翻訳結果より下位パターンを上位パターンで置換可能かの検討を行う.
調査対象として,出現頻度が「1,000文以上」と「2文以上10文未満」の上位日本語パターンから,
それぞれランダムに10件ずつ抽出した.
また,抽出した上位日本語パターンそれぞれに対応する下位日本語パターンをランダムに1件選択し,
その日本語原文を用いた.
上位日本語パターンと下位日本語パターンの原文との間の照合には,文型パターンパーサを用いた.

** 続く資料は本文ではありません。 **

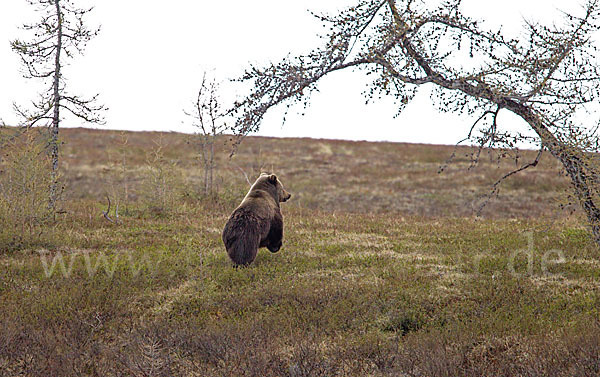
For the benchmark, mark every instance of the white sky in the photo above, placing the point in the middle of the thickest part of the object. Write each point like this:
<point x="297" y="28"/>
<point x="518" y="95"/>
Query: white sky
<point x="148" y="61"/>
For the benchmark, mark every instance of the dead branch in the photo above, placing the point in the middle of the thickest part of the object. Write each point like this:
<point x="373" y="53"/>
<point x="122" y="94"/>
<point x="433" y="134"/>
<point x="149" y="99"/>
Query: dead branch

照合結果と上位英語パターンを用いて,人手による翻訳を行った.
訳語選択は最も適切と考えられるものを選択した.
調査結果を表5に示す.
表 5:
翻訳調査の結果
出現頻度 |
翻訳成功 |
翻訳失敗 |
1,000文以上 |
5 |
5 |
2文以上10文未満 |
10 |
0 |
また,翻訳例を以下に示す.
- 翻訳例1
- 上位パターン(出現頻度:5)
-
-
- 日本語パターン:
-
/ytk N 1 が /cf AJ 2 ば /tk N 3 は /cf AJ 4 。
- 日本語原文:
- 財布が重ければ心は軽い。
- 英語パターン:
- AJ 2 N 1 make AJ 4 N 3.
- 英語原文:
- A heavy purse makes a light heart.
- 下位パターン
-
-
- 日本語パターン:
- /ytk N 1 が /cf
(無けれ|なけれ) ば /tk 粉は /cf ない。
- 日本語原文:
- ひき臼がなければ粉はない。
- 英語パターン:
- No N 1, no meal.
- 英語原文:
- No mill, no meal.
上位対訳パターンと,下位の日本語原文を用いた翻訳の結果,次の英文が得られた.
No mill makes no meal.
この英文は,翻訳に成功している.
- 翻訳例2
- 上位パターン(出現頻度:5463)
-
-
- 日本語パターン:
- /y </tk N 1 は> /tcfk N 2 を /cf V 3 (て| で) /cf (V 4.kako| ND 4 をした) 。
- 日本語原文:
- 城を取り巻いて攻撃した。
- 英語パターン:
-
(N 1|I) V 3.past N 2 and (V 4|V(ND 4)).past.
- 英語原文:
-
They surrounded the castle and attacked.
- 下位パターン
-
-
- 日本語パターン:
- /y </tk N 1 は> /tcfk N 2 を /cf 連れて /cf V 3.kako 。
- 日本語原文:
- 女を連れて逃げた。
- 英語パターン:
- N 1 V 3.past with N 2.
- 英語原文:
- He ran away with a girl.
この例では,次の英文が得られた.
I took a girl and ran away.
この英文は,翻訳に成功している.
- 翻訳例3
- 上位パターン(出現頻度:1895)
-
-
- 日本語パターン:
-
/y </tk N 1 は> /tcfk N 2 を /cf V 3 (て|で) </tk N 4 は> /tcfk N 5 を /cf V 6.kako。
- 日本語原文:
- 一心を傾注して目的を遂げた。
- 英語パターン:
-
<N 4|I> V 6.past <N 4.pron.poss|my> N 5 by V 3.ing <N 1.poss|my> N 2 to N 5.pron.
- 英語原文:
- I accomplished my purpose by devoting my whole mind to it.
- 下位パターン
-
-
- 日本語パターン:
- /y $1^{/tk N 1 は} /tcfk 顔を /cf しかめて $1 /tk 私を /cf 見た。
- 日本語原文:
- 彼は顔をしかめて私を見た。
- 英語パターン:
- N 1 frowned at me.
- 英語原文:
- He frowned at me.
この例では,次の英文が得られた.
I looked my I by frowning his face to me.
この英文は,重要な情報が間違って訳されている.
表5より,
上位パターンの出現頻度が小さい場合は,下位パターンの削除を行っても,意味的に正しい翻訳が行える可能性が高いと考えられる.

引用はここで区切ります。